“How should a person be? I sometimes wonder about it, and I can’t help answering like this: a celebrity.”—Sheila Heti
Gyllenhaal’s always at the coffee shop, lately. And the other night, blind drunk, I staggered over to where I saw my cousin Luke and two others sitting in the corner of the bar we’d needed a password to get in (he had it) and only after I’d slid into the banquette—deep swallow of vodka, lime-meat stuck in my teeth—finally looked up and saw, across from me: one of my table-mates was none other than Dunst. Dunst inscrutable. Like finding Athena’s taken a seat in the bow of your storm-pitched boat. One wants to ask, of course, if when she’s up on screen she can feel the flicker inside, the way the 24 frames per second hiccup through her, filling (emptying) her with the gaps across which her form and visage must ceaselessly leap. Not the autofill of becoming but the possibility that one’s ghost already walks the earth, trying on completion like a stiff wool coat.

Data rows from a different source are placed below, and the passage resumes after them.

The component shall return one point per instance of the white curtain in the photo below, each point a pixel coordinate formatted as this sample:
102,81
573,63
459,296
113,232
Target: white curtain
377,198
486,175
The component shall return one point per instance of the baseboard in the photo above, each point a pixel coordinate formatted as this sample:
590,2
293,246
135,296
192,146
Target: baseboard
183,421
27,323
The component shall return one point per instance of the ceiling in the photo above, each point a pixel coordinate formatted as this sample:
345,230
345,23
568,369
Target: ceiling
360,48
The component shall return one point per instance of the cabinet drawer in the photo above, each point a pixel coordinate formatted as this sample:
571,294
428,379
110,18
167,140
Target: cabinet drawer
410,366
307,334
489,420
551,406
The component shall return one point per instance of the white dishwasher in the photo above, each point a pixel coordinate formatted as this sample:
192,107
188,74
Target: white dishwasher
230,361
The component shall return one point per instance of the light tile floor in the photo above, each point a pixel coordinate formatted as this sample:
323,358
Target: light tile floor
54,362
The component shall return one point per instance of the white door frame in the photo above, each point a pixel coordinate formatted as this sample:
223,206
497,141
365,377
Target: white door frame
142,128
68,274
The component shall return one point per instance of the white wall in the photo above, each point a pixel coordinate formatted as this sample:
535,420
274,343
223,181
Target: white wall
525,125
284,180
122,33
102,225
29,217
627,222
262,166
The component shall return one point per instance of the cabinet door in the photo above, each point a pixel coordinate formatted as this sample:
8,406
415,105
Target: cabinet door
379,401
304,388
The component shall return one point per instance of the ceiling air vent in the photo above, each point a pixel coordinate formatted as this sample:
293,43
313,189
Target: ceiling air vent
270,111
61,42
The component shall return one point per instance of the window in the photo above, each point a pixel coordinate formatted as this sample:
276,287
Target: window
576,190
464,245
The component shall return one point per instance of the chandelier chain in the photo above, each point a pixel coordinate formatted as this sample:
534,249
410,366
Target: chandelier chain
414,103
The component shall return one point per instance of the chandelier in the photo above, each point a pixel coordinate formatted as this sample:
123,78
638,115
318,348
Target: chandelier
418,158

I look up and she smiles her sly smile: Yes, it’s me all right, your stumbling was a stumbling-into, you must have given your dour alterity the slip…unless he slipped you. When a tray of drinks arrived, everyone looked at me, and I emptied my wallet into the waitress’s outstretched palm.
And how better theatricalize that flicker than to cast Hathaway, the nerve-queen, strip off all her clothes, hand her a video camera, and have her act the victim of rare early-onset Parkinson’s: tremors upon tremors, a quake whose epicenter is both her right nipple and the film-within-a-film she makes. Madeleine: “Why is the signifier of the artist overalls?” Don’t forget a claw-foot tub and a loft with amazing light. She falls for Jake, the charming young Pfizer rep with intimacy issues who pushes Zoloft and then that little blue pill. Has anyone wondered, is that a viagra in Morpheus’s left hand? Raising the question, does a hard-on in the matrix, since it is the essence of the material itself, by its presence re-actualize the virtual? I loved the 90s, driving to Scranton to see the Spin Doctors in my cuddly polar fleece. Because the American project is to depoliticize experience, anything intractably political bugs us—like health, like care. So why won’t this movie take a stand? But then, can we really afford to dismiss it? Because its hero hates himself and is lost and afraid to give over his life to love and nurture? Honestly, who among us would such a situation prick?